At eighteen, on $1,200 Canadian, I travelled the world for eighteen months. In Spain, in 1962, I stayed at a pension for a dollar – a clean room plus four superb meals each day. In Ethiopia, I lived on three cents a day. 

On my way to Russia, on a tip, I went onto an American air base in Iran and bought cases of Wrigley’s Spearmint chewing gum. Inside Russia, gum was money. One stick of gum fetched one ruble, worth about $1.11 at the time. I travelled first class on trains, stayed in the best hotels, and ate pheasant under glass at the Moskva, the most expensive hotel in Moscow for five sticks of gum. 

What is money? 

In 1967, my wife Denise and I bought a house in east Vancouver with a monthly mortgage payment of $88. University tuition cost $188 per year, and $20 bought a week’s groceries for us and our two children, Michael and Lisa. 

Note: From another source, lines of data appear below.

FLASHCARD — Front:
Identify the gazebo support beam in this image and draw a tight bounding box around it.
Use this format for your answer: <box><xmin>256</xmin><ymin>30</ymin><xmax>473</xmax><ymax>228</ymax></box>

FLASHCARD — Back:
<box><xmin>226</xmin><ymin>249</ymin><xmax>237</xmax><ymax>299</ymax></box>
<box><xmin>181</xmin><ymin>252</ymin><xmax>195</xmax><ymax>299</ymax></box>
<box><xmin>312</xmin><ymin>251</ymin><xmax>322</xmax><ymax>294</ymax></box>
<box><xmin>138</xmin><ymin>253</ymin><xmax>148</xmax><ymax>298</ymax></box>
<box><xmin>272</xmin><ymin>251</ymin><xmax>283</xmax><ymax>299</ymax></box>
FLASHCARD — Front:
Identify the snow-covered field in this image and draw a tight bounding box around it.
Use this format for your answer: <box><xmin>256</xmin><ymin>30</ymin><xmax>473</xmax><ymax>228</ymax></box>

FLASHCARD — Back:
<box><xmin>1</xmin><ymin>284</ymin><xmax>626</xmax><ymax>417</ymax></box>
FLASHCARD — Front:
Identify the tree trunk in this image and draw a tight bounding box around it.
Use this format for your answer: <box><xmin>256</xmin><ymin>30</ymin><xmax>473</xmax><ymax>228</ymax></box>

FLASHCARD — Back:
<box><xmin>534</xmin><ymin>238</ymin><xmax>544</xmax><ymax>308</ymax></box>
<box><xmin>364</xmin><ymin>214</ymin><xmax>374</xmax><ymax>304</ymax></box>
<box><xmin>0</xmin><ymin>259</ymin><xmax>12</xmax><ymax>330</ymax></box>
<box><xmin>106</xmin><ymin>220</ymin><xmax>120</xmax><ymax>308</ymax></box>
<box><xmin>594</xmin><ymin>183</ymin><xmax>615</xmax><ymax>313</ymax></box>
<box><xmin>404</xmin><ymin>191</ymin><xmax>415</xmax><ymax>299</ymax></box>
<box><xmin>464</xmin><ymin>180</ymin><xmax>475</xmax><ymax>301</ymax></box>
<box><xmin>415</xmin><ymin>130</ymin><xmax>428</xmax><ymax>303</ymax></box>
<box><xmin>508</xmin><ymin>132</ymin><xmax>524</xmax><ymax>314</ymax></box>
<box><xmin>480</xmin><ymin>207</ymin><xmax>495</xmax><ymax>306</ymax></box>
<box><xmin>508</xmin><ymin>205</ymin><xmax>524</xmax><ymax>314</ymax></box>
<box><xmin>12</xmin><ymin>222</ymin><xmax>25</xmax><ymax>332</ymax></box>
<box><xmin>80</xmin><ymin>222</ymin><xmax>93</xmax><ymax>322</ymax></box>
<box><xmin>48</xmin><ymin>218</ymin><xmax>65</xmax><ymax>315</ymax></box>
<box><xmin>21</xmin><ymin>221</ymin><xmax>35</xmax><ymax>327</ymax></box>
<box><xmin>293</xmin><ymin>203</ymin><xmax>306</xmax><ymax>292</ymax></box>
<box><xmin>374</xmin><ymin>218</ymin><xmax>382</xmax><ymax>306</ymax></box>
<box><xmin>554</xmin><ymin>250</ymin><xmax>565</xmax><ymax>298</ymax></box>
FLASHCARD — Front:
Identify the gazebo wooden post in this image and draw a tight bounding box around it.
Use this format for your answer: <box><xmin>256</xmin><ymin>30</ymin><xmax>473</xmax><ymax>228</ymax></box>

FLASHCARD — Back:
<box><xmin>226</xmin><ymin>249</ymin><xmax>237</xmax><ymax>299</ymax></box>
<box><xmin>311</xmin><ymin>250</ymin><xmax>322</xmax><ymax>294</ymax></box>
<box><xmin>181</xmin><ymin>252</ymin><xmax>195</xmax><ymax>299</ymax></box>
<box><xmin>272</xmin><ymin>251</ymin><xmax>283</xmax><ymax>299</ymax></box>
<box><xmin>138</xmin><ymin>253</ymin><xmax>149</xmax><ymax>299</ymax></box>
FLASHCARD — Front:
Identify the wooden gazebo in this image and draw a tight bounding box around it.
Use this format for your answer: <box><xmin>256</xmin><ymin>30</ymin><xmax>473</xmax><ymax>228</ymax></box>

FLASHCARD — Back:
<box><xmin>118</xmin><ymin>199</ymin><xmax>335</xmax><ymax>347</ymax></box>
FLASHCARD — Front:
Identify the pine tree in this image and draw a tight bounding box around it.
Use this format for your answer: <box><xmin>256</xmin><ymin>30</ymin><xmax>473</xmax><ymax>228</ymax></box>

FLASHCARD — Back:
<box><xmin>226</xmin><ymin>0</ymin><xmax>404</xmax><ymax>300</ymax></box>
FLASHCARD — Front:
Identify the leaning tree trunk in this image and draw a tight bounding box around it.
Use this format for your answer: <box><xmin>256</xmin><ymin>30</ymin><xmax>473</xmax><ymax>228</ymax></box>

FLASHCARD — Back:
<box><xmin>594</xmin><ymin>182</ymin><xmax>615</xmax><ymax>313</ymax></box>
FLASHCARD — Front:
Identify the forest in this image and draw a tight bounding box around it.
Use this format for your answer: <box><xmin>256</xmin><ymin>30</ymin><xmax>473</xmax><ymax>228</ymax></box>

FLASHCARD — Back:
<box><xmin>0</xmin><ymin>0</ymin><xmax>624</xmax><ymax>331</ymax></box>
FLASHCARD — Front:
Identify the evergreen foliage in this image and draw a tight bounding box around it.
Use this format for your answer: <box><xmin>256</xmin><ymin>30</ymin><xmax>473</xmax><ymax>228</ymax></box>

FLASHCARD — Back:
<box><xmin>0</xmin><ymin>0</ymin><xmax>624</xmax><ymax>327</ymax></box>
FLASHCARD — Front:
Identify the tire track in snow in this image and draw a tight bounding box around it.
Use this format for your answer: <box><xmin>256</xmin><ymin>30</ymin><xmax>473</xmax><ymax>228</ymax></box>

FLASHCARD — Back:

In 1972 we moved to Refuge Cove and formed a housing co-op. We bought a general store, full of stock, a gas dock and floats, seven cabins, 186 acres of forested land, with a mile and a half of water front, on the most protected bay on the BC coast for $140,000. Some people thought we got ripped off. 

During the 1973 Arab oil embargo, the price of fuel tripled. That was the end of summer boating for blue-collar workers. Thereafter, the store catered to rich yachters. I was surprised when the price of beef suddenly tripled. We did not yet understand that the oil price drove the price of everything else. We thought we’d have to shut down our butcher shop, but no. The yachters paid, musing “It’s got to be good at that price.” 

I used to be amazed when companies reported 100 million dollar profits. Soon, companies were talking about billions in profits. today, we hear about trillions in national debt, and the notional value of the world’s derivative market is reportedly about a quadrillion dollars, and nobody even knows what a derivative is. Why do the numbers just get bigger and bigger? Well, that’s the difference between paper currency and real value. 

On a financial site on the Internet, I recently saw a new type of ATM machine in the most luxurious hotel in Dubai, plated in gold and dispensing gold. All you do is put in paper that it recognizes, and out comes gold. 

Gold is quite different from paper money. Why? Let’s go back to 1913, when the price of gold was US $20.67 per ounce. Today gold is fluctuating around US $1,700 per ounce. Recall that in 1913, a dollar bought 20 loaves of bread. Today, that dollar only gets you a few slices. The paper dollar has lost 98% of its value. However, an ounce of gold in 1913 would buy about 400 loaves of bread. Today an ounce of gold buys … well, the same 400 loaves of bread! Gold kept 100% of its real value over the last century, whether you’re buying bread, steak, a bottle of Scotch, or a Popsicle. 

Other things have good inherent value as well, such as arable land or clean water, but can’t be carried around and traded. Gold can. Inflation is the bankers’ secret tax. If you kept dollars for 100 years, you paid 98% inflation tax. 

So, when US Congressman Ron Paul asked Fed Chairman Ben Bernanke, “Is gold money?” you may now understand why Bernanke squirmed in his chair and mumbled out a thoroughly unconvincing, “No. Well, it’s an asset …” 

You see? The chief economist for the Federal Reserve had to evade this question, because if he told the truth, people might stop believing in the paper that his private bank has systematically printed, pushed, and devalued by 98% this century.


Norm Gibbons is a BC native and founder of Redonda Sea Farms and Chamadaska Gardens.